Estate in sicurezza, insorgono i balneari: "Non ci saranno barriere di plexiglas"

Alfonso Amoroso, presidente provinciale Sib: "Aspettiamo risposte da Palazzo Santa Lucia". Gestori in ginocchio, ansia di ripresa e paura di non farcela

Foto facebook

"Ho parlato stamattina con il Demanio. Colloquio franco, uno sfogo. Ho chiesto di farci capire quanto costerà l'estate in sicurezza a noi balneari. Se dobbiamo spendere migliaia di euro e affittare l'ombrellone a 10 euro, forse non vale neppure la pena aprire". Mauro Pagliuca, Lido La Conchiglia a Torrione, scruta l'orizzonte dalla terrazza vista mare. "Tempi duri, tante bufale, ipotesi fantasiose". Si riferisce alla famosa barriera in plexiglas "che - aggiunge - ci fa tanto arrabbiare". Mentre parla, va in onda un servizio televisivo. "In questo momento - commenta il gestore - l'azienda non dice neppure quanto costi il muro in plexiglas. Per noi è impossibile, irrealizzabile. Ne stiamo già discutendo tra colleghi, è un'ipotesi fantasiosa. Si creerebbe un effetto forno e occorrerebbero nebulizzatori per rinfrescare i clienti. Significa che dovrei fare arrivare elettricità sotto tutti gli ombrelloni". 

I costi della sicurezza

Pagliuca è un fiume in piena. "Ci dicono che si possono abbattere i costi riducendo il personale. In che modo? La legge prevede che vi sia un bagnino ogni 80 metri di spiaggia. Abbiamo la piscina e dobbiamo prevedere un bagnino anche lì. Poi non posso certamente far lavorare un bagnino h24 ma devo prevedere turni. Quindi nessuu risparmio, magari più spese.

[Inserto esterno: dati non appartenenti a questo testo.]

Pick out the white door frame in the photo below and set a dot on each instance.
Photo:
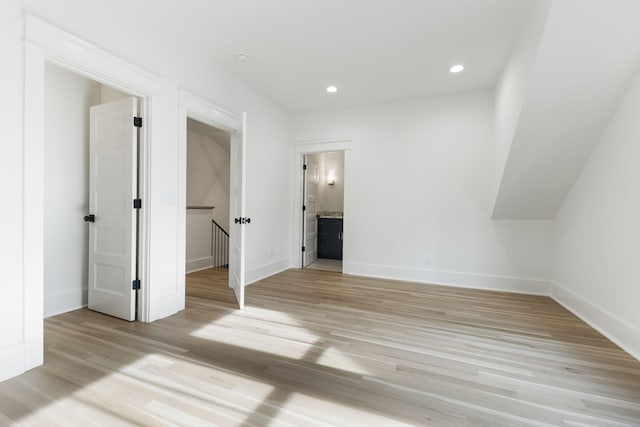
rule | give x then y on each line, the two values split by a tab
45	43
196	108
314	147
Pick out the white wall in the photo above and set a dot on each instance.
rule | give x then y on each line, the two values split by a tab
419	191
597	237
11	188
68	98
511	88
208	175
269	157
330	197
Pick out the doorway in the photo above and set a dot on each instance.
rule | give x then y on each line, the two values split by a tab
332	158
323	211
208	189
77	273
203	112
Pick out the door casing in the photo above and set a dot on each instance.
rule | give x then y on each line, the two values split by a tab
193	107
45	43
312	147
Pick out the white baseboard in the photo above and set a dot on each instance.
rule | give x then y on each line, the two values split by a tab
621	333
11	361
451	278
63	302
194	265
264	271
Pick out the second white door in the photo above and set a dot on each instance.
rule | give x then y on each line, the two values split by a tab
112	218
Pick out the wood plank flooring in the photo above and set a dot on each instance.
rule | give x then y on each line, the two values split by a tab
315	348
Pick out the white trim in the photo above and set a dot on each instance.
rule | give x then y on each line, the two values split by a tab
310	147
45	43
65	301
266	270
11	361
197	108
617	330
456	279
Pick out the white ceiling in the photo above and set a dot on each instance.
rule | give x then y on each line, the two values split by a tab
588	54
374	51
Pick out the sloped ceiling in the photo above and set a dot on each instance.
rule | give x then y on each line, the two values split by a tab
587	55
374	51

Necessarie, fondamentali, perché la sicurezza e la salute non hanno prezzo".

Il sindacato

"Aspettiamo risposte da Palazzo Santa Lucia", dice Alfonso Amoroso, presidente provinciale del Sindacato Italiano Balneari. E' anche titolare del Green Park, sulla costa Sud di Salerno, e ad inizio marzo ha già comunicato alla clientela che sono sospese le serate danzanti, in ottemperanza al dpcm che prevede misure di contenimento per evitare il contagio da coronavirus. "La stagione turistica rischia di essere compromessa - commenta - ed i dati sui flussi lo testimoniano impietosamente. La perdita di incasso nei primi tre mesi dell'anno già sfiora il 75% su scala provinciale. Pensiamo anche alle realtà che fanno da traino, nelle due costiere. Abbiamo chiesto alla Regione di darci risposte. Mentre in Puglia, nelle Marche e in Abruzzo già procedono con il montaggio delle strutture balneari, noi siamo fermi. Avevamo avuto l'ok del Governo dal 14 aprile ma la Regione ci ha risposto picche e ci dice di desistere fino al 3 maggio. Il danno è enorme, tutto è fermo. Non si consideri lo stabilimento balneare solo l'insieme di sdraio, ombrellone e cabina. Dietro c'è tanto altro: centro benessere, ristorazione, sala da ballo. Tutto bloccato, famiglie in ginocchio, dipendenti in cassa integrazione". Amoroso riflette anche sulla struttura in plexiglas "già bocciata - commenta - dal sindacato". Ecco i motivi: "Non è adattabile alle nostre esigenze. Innanzitutto per i costi esorbitanti e poi per l'effetto serra che verrebbe generato. Si immagini che già per dotarci di una barriera piccola, davanti alle nostre casse, spendiamo in media 150 euro. Inoltre le nostre spiagge sono strette e soggette a mareggiate: basterebbe una notte di burrasca per spazzare via tutto. Il Governo, la Regione facciano presto. Il montaggio delle strutture balneari non avrebbe danneggiato nessuno e non avrebbe diffuso contagio. In larga misura, si tratta di attività a conduzione familiare".